When this check box is cleared (default), the measurement output uses the signal definition to identify the bus labels. The labels contain nonalphanumeric characters that are incompatible with some Simulink applications.

Parameters Tab

Nominal power, voltage, and frequency: The nominal apparent power Pn (VA), RMS Vn (V), and frequency fn (Hz). Default is [ .25*746 110 60].
Main winding stator: The stator resistance R_s (Ω or pu) and leakage inductance L_ls (H or pu). Default is [2.02 7.4e-3] (SI) and [0.031135 0.042999] (pu).
Main winding rotor: The rotor resistance R_r' (Ω or pu) and leakage inductance L_lr' (H or pu), both referred to the stator. Default is [4.12 5.6e-3] (SI) and [0.063502 0.03254] (pu).
Main winding mutual inductance: The magnetizing inductance L_ms (H or pu). Default is 0.1772 (SI) and 1.0296 (pu).
Auxiliary winding stator: The stator resistance R_S (Ω or pu) and leakage inductance L_lS (H or pu). Note that the Auxiliary winding rotor parameters are assumed to be equal to the main winding rotor resistance and leakage inductances values. Therefore it is not required to specify them in the dialog box.

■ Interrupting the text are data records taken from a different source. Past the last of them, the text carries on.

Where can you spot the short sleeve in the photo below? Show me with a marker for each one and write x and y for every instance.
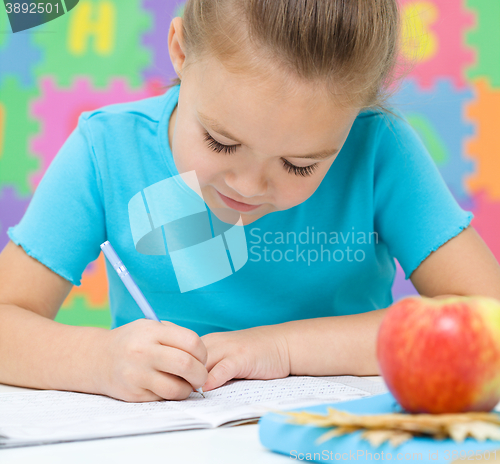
(415, 212)
(64, 223)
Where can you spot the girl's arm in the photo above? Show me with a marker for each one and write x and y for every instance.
(345, 345)
(140, 361)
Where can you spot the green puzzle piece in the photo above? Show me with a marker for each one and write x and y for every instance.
(485, 39)
(79, 313)
(17, 163)
(100, 39)
(5, 29)
(430, 137)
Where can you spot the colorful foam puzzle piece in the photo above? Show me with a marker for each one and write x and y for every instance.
(94, 287)
(433, 37)
(12, 209)
(402, 287)
(485, 38)
(58, 111)
(483, 147)
(438, 116)
(16, 127)
(162, 12)
(80, 314)
(98, 38)
(18, 56)
(487, 221)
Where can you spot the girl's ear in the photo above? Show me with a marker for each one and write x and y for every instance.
(176, 45)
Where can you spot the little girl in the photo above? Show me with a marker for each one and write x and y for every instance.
(279, 112)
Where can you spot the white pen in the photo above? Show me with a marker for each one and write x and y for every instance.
(132, 287)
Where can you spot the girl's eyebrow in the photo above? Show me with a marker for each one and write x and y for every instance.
(214, 125)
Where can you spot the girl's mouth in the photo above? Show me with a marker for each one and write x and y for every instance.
(238, 206)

Default is [7.14 8.5e-3] (SI) and [0.11005 0.049391] (pu).
Inertia, friction factor, pole pairs, turn ratio (aux/main): For the SI units dialog box: the combined machine and load inertia coefficient J (kg.m²), the combined viscous friction coefficient F (N.m.s), the number of pole pairs p and ratio of number of auxiliary winding's effective turns, and the number of main winding's effective turns. pu units dialog box: the inertia constant H (s), the combined viscous friction coefficient F (pu), and the number of pole pairs p. Default is [0.0146 0 2 1.18] (SI) and [1.3907 0 2 1.18] (pu).
Capacitor-Start: The start capacitance C_s (farad or pu) and capacitor series resistance R_st(Ω or pu). Default is [2 254.7e-6] (SI) and [0.030826 6.2297] (pu).
Capacitor-Run: The run capacitance Crun (farad or pu) and series resistance Rrun (farad or pu). Default is [18 21.1e-6] (SI) and [0.27744 0.51608] (pu).
Disconnection speed: Specifies the speed (%) when the auxiliary winding may be disconnected. Default is 75.
Initial speed: Specifies the initial speed (%). Default is 0.

Advanced Tab

Sample time (−1 for inherited): Specifies the sample time used by the block. To inherit the sample time specified in the Powergui block, set this parameter to −1 (default).

Inputs and Outputs

Tm: The Simulink input of the block is the mechanical torque at the machine shaft. When you use the SI parameters mask, the input is a signal in N.m; otherwise it is in pu.

m

The Simulink output of the block is a vector containing measurement signals. You can demultiplex these signals by using the Bus Selector block provided in the Simulink library. Depending on the type of mask you use, the units are in SI, or in pu.

Name	Definition	Units
iar	Rotor current ir_a	A or pu
ibr	Rotor current ir_b	A or pu
iqr	Rotor current iq	A or pu
idr	Rotor current id	A or pu
phiqr	Rotor flux phir_q	V.s or pu
phidr	Rotor flux phir_d	V.s or pu
ias	Main winding stator current ia	A or pu
ibs	Auxiliary winding stator current ib	A or pu
phiqs	Stator flux phis_q(V.s)	V.s or pu
phids	Stator flux phis_d(V.s)	V.s or pu
vc	Voltage capacitor Vc	V or pu
w	Rotor speed	rad/s
Te	Electromagnetic torque Te	N.m or pu
theta	Rotor angle thetam	rad

Limitations

The Single Phase Asynchronous Machine block does not include a representation of iron losses and saturation.

Examples

The Single-Phase Asynchronous Machine example shows the use of the Single Phase Asynchronous Machine block in two modes of operation.

References

[1] Krause, P.C., O. Wasynczuk, and S.D. Sudhoff, Analysis of Electric Machinery, IEEE Press, 1995.